Lucio apoyó la maza en uno de sus hombros y escudriñó la neblina. La tímida claridad se abría camino apenas. Ya había perdido demasiados hombres en aquella condenada obra de ingeniería que atravesaba las extensas zonas pantanosas del río Amisia. Ninguno de ellos sabía que había sido el mismísimo Lucio Domicio Aenobarbo, su pariente lejano, quien había mandado construirla quince años atrás.
—No entiendo, ingeniero, cómo has preferido venir a esta tierra tan áspera y dejar Egipto. ¡Qué hembras debe haber allí! Dicen que Cleopatra era fea, ¡pero que sabía volver loco a un hombre!
—¿Y lo dices tú, Druso? —respondió el soldado de más edad, mientras ambos aserraban una tabla—. Me han contado que las hispanas te hacen hervir la sangre. Tú vienes de allí, ¿no?
—Druso es hispano, como yo —dijo Lucio—. Sí, son tiernas y cariñosas…, pero duras de pelar, ¿verdad, muchacho? Dejad ya la sierra. Las legiones no pueden estar lejos. Ajustad esos tablones.
«Tardan demasiado —pensó Lucio—, esto no me gusta».
—¿Cuánto tiempo has estado en Egipto, ingeniero? —preguntó Druso con la curiosidad propia de la juventud. Desde que lo conocía, no dejaba de mirarle la cicatriz de la mejilla, sin atreverse a preguntar cómo se la había hecho. Algún día se lo contaría.
—Once años. Junto a mi maestro Tito Flavio Quadrato aprendí todo lo que un ingeniero necesita saber…
«… en las minas del desierto, no en las selvas germanas». Lucio continuó hablando para sí mismo. Había arribado a Germania desconcertado y furioso al mismo tiempo. Nadie lo había instruido en el uso de las maderas locales ni en la resistencia de los materiales en situaciones de humedad extrema. A los pocos días de llegar, las órdenes fueron unirse a la Primera Legión, sin tiempo para formarse en aquel ambiente bélico. En otra época lo habría considerado un reto estimulante.

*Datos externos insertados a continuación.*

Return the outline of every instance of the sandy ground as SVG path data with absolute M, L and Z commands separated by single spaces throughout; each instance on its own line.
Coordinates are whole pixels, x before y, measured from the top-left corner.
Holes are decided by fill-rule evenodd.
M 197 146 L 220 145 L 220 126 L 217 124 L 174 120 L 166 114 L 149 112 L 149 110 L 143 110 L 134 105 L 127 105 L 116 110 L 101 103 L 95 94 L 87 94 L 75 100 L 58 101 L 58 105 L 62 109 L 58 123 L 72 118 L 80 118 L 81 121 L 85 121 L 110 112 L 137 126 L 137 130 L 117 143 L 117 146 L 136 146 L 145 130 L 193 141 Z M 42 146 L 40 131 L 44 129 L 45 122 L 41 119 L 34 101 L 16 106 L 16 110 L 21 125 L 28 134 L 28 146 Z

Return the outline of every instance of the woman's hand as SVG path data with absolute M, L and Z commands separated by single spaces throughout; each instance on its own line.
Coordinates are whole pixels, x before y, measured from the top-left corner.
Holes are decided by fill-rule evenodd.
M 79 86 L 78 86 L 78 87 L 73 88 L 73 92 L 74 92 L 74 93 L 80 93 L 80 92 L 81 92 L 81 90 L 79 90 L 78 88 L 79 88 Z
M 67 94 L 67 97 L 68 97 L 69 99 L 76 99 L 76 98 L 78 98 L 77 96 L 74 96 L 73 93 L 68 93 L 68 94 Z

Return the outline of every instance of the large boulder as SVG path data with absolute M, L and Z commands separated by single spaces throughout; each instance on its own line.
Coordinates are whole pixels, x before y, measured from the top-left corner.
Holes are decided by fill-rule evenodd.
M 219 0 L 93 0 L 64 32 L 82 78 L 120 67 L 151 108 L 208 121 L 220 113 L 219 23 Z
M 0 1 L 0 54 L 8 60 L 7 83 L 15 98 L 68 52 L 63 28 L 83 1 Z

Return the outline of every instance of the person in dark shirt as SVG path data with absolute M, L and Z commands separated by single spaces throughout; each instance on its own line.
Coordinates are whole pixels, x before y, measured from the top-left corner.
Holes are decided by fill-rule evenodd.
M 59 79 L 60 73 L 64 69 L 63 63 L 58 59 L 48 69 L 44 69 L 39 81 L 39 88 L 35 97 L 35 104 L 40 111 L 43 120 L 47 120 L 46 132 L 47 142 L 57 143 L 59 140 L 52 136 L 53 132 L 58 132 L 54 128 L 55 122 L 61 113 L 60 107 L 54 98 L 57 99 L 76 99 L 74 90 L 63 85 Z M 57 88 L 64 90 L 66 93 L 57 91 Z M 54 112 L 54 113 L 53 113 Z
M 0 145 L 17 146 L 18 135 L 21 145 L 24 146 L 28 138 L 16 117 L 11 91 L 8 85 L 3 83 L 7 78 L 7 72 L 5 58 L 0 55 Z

—¿Y qué hiciste en Egipto? —Druso insistía con una sonrisa, y jugueteando con el vaho que salía de su boca.
—Apuntalar las pirámides. Estaban a punto de caerse —contestó Lucio muy serio.

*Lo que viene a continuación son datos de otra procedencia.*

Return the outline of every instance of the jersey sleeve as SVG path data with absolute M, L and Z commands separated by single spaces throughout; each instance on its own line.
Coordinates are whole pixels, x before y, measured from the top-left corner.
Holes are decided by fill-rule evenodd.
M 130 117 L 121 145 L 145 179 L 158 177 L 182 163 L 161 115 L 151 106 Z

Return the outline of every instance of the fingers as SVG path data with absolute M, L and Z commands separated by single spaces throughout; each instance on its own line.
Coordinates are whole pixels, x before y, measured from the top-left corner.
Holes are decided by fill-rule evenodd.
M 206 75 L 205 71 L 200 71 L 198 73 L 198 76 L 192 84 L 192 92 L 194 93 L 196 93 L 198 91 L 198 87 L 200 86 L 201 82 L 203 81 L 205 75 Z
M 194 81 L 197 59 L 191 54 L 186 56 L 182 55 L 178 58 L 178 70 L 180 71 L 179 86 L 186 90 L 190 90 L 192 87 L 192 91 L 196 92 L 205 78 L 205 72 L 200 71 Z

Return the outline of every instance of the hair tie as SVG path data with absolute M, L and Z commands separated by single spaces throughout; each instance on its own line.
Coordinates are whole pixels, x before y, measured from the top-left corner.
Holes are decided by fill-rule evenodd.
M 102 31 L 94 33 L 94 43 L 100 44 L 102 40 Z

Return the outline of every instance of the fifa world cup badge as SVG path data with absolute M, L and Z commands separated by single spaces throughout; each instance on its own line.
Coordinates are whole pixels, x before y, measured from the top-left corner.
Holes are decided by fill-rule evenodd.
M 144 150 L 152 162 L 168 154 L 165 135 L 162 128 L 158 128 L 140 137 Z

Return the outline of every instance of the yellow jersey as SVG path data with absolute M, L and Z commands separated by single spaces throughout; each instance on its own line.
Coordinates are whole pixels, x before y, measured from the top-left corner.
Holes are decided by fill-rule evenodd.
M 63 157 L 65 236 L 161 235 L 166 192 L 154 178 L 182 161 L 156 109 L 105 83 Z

Los demás se miraron entre ellos con una media sonrisa. Lucio les guiñó un ojo. Rompieron a carcajadas y Druso se enfurruñó. Se lo había creído.
—En realidad estuve trabajando en explotaciones mineras en el desierto oriental. ¿A qué estáis esperando, señoritas? ¿A que Arminio os pinche el culo con la frámea? Macte animo!
No les contó que había dispuesto de largos permisos dedicados al estudio en la biblioteca de Alejandría junto a Androgeo. Tampoco les relató el asombroso viaje a la India con Arsínoe, en uno de los barcos de Harith, o las misiones desempeñadas para la red de informadores en Judea y en Mauritania. Entonces disfrutaba del favor de Augusto y sabía que en cualquier momento podía decidir dejar el ejército y volver a casa. Era un caballero, una sustanciosa herencia le esperaba, ¿qué más podía desear?
Aquella vida, privilegiada para un militar, se había truncado con la muerte del emperador. De manera inesperada, le había llegado una carta del nuevo prefecto para Egipto, el antiguo jefe de los pretorianos Elio Estrabón, comunicándole su nuevo destino: Germania. Debía partir de inmediato. Quadrato no había podido hacer nada, la orden venía de muy arriba. Egipto era un destino codiciado y probablemente colocarían en su lugar a alguien del círculo de Tiberio, alguien a quien debieran un favor. El nuevo emperador se estaba revelando como un hombre desconfiado, e incluso cruel. Una desagradable sensación resbalosa en los dedos de los pies, hundidos en el légamo, lo sacó de sus pensamientos.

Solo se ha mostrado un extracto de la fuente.